The move follows a preliminary study which showed when pregnant mice were exposed to ultrasound, their developing offspring suffered brain abnormalities. "
Source: Daily Mail
Gary Moller Comments:
At last! Research is now starting to hint at what many parents have long suspected - our babies do not like untrasound imaging.
Having had four children, three of whom, incidentally, were born at home, I feel partially qualified to comment.
Only our last child had ultrsound imaging and, at the time, I was uncomfortable with it and cautioned against it being done more than once. After all, why have any kind of procedure when there are no clinical reasons for doing so? I feel I have a healthy understanding of ultrasound, having worked around the technology for many years. Ultrasound vibrates the internal contents of a cell so violently that it generates heat (this includes the genetic code). It can cause cells to burst. Therapists, like physiotherapists, must exercise considerable caution when applying ultrasound as therapy.
Depending on the frequency of the ultrasound, it can be heard by animals with acute hearing and this could conceivably include the tiny unborn child. It may cause extreme pain in creatures that can hear it. It makes no sense to violently vibrate a foetus with ultrasound. Virtually every is cell of a foetus is in a constant state of division with its genetic contents in an extremely vulnerable condition as it replicates. Any damage to a child's delicate genetic code must be avoided at all costs.
The fact that it penetrates the mother's womb deep enough to bounce off the unborn child means that the microwave radiation is strong enough to penetrating the child.
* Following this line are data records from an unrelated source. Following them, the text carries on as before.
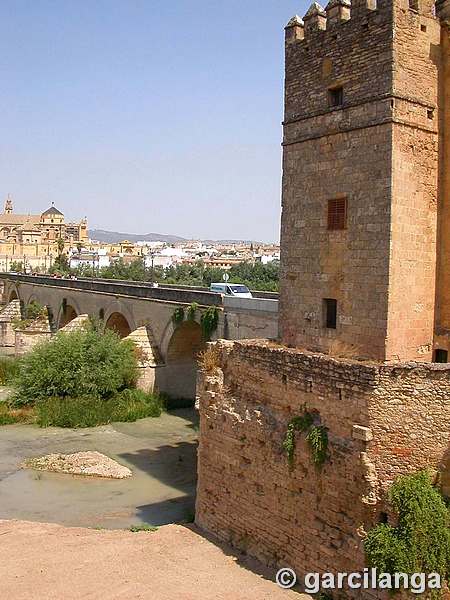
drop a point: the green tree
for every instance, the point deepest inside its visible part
(85, 363)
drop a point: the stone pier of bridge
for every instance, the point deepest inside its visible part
(168, 351)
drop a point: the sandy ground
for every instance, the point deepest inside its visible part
(40, 561)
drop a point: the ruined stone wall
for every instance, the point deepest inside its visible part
(382, 421)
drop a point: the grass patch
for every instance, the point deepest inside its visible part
(128, 405)
(9, 416)
(143, 527)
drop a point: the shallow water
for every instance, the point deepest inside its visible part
(160, 452)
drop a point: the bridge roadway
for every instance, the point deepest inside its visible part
(126, 306)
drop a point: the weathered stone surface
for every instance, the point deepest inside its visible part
(313, 520)
(380, 151)
(90, 463)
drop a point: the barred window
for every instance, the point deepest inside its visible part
(337, 213)
(336, 96)
(330, 310)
While heating of the baby may be minimal, I have no doubt that the microwaves are being felt in some way. As any mother will tell you who has had ultrasound imaging of her child, the child tends to be much more active during the procedure, almost as if she or he is trying to get away. The technician doing the procedure downplays these attempts at escape by cooing about how active the little fellow is.
Ultrasound imaging is yet another of those procedures that is mostly unnecessary; but which is now far too commonplace and totally over-used. For our first three children we had a very experienced midwife and an equally experienced doctor. They used their hands and other non-invasive tests to determine the positions and health of our unborn children and their mother. Having our babies at home ensured that there was no unnecessary technological interference in what is a healthy and natural process.
High technology medicine should be reserved for those mothers and their children with established risk factors.